I've been raised by entrepreneurs my whole life, which led me to want to own a company and be my own boss. After all, I loved their freedom to do what they wanted and make money without a supervisor tearing them down, managing them or fearing they'd lose their job.
In college, I wanted a major that would help me do just that. Nothing like nursing or teaching, where you have to work for someone else. It doesn't it make it any less important, it's the nature of the career. I was so sure and determined to do my own thing and never work for anyone except myself.
When I got married, my husband was raised the complete opposite. Security for him was having a stable job where you do work for someone. His life's motto is "I don't live to work, I work to live." I agreed, but I loved to work. I was born a workaholic (if possible). I know it has to do with my temperament (Choleric/Melancholy), but I love to analyze and do the detailed work that others hate. I work overtime if I haven't completed a task. I can't go home until it's finished. My husband, on the other hand, will clock out as soon as it's 5pm without a care in the world and drag me along with him.
After two years of seeing my husband's point of view, I've relented and gone along with him. I still care about work, but have not allowed it to consume me...well, he wouldn't let me, and I thank him for that. Then, I started to look around at those that influenced my career choices.
I've noticed that all the people in my life that are entrepreneurs, have worked much more than played. I've even noticed several of them have had health problems due to stress, lack of nutrition (from poor eating habits or eating fast b/c they don't make time for it) and lack of sleep (b/c their brains can't stop running through the agenda for the next day - I'm guilty of this too).

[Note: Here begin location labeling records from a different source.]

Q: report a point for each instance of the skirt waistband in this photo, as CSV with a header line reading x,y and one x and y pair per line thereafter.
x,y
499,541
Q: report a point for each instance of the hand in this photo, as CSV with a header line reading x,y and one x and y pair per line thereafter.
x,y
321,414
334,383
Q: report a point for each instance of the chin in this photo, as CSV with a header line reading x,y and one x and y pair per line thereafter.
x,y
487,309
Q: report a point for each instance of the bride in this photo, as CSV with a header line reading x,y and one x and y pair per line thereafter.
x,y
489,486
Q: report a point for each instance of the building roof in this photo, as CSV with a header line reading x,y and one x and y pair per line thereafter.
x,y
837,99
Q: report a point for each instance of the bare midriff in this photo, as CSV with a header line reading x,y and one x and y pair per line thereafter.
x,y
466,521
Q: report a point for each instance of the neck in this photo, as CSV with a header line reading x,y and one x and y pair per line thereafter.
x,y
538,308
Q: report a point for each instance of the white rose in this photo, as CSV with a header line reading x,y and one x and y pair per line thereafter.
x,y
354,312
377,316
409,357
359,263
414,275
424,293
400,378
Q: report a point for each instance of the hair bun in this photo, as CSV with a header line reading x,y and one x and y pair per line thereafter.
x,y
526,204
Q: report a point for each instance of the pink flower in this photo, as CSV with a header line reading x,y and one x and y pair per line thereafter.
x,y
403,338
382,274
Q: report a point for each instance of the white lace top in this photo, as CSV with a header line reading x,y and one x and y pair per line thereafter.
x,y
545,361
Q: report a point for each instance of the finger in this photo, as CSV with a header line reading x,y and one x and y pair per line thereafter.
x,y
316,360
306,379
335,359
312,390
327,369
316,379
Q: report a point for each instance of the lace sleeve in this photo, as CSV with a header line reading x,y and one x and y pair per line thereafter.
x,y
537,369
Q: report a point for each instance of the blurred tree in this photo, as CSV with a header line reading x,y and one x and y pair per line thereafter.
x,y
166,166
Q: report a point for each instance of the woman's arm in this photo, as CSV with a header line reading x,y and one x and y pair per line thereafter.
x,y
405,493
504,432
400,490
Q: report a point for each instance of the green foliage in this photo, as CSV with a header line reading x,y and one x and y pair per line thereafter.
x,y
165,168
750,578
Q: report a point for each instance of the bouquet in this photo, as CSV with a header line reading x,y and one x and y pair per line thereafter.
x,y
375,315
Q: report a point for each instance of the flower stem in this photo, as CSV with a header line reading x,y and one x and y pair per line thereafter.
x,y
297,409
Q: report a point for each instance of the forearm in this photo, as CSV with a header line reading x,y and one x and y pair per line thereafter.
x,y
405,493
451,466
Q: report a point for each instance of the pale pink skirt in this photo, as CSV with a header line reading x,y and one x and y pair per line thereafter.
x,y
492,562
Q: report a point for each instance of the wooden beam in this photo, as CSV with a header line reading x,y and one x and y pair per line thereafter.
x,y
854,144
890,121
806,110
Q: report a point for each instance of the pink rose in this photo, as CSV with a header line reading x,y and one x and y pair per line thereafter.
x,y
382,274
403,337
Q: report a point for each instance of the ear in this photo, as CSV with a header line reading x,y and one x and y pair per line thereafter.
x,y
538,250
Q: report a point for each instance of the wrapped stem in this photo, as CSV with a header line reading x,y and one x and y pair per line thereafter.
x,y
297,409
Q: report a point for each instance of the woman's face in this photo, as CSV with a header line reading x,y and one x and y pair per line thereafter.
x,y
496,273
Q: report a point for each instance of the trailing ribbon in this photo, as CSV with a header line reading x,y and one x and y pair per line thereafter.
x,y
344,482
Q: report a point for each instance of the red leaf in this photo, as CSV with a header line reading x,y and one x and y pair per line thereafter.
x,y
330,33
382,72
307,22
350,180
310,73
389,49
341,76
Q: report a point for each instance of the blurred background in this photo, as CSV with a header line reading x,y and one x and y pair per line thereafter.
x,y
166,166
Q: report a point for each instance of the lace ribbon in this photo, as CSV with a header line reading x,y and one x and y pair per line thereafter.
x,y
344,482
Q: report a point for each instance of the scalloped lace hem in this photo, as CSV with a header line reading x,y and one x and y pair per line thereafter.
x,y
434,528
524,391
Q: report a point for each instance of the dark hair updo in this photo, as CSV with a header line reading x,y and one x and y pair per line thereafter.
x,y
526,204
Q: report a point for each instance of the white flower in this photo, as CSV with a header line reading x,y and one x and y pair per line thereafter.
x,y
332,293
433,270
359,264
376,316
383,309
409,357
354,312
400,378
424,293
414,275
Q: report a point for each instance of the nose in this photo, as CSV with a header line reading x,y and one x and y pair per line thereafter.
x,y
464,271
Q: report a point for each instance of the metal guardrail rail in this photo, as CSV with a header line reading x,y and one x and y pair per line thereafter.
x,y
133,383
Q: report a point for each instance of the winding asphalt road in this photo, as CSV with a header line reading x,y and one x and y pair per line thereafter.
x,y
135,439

Then, one of these significant people in my life took a 7-day vacation that was loooooong overdue. He called every single day about 3-5 times to check up on the office. Everything was going smoothly, but because he wasn't here he stressed...on his vacation!!! He said the biggest mistake about this vacation was the fact that it was 7 days and not 3. He hated that it was so long and said he'd never do it again.
When I discussed this with my husband, I told him I NEVER wanted to think 7 days was too long of a vacation. I'm even tempted sometimes to move to Europe where vacation time is over a month! I don't ever want to be so focused on work, that I can't enjoy the only [consistent] time I'd have with family during the year.
So, to top it off, the other day I watched the move "Click" starring Adam Sandler with my husband. That movie always makes me cry at the end. It's such a great movie to put life back into perspective. Life is not ALL about work or getting ahead. If it is, you look back and realize it was meaningless and a waste of life. Solomon said it thousands of years ago. I think he, the wisest man to ever live, knew what he was talking about.
I recommend that movie to everyone. If you've never seen it, Adam Sandler is trying to make partner at his architectural firm. Meanwhile, it starts to interupt his personal life because of the time he has to put into the projects. Then he finds this universal remote that allows him to forward through life through the parts that he just wants over. Before he realizes it, he choose work over family every time and his life slipped away from him, destroying his marriage, family life and ultimately his health. (it ends good, don't worry)
Bringing it back to life, I recently made a decision to go back to school for a Master's in Education. I know, completely opposite with the beginning of this blog, but it's something I love and would be absolutely satisfied in doing. The time off isn't too shaby either =). I had actually seriously contemplated it during my freshman year, but felt the influences around me would've disapproved. So I switched to Business and Communications.
Now, I'm excited and motivated, even though I'd be working under someone that's not related to me. I'm excited to see what the Lord is going to do in my life. I'm excited to spend quality time raising my children when that time comes. I'm excited to focus on building my marriage. I love to work, but it will not consume me nor time with my loved ones.
One day I might own my own company, but I know what I'm not going to do.
There's only one life the good Lord has given us to live, and I'm making it a priority to live it fully!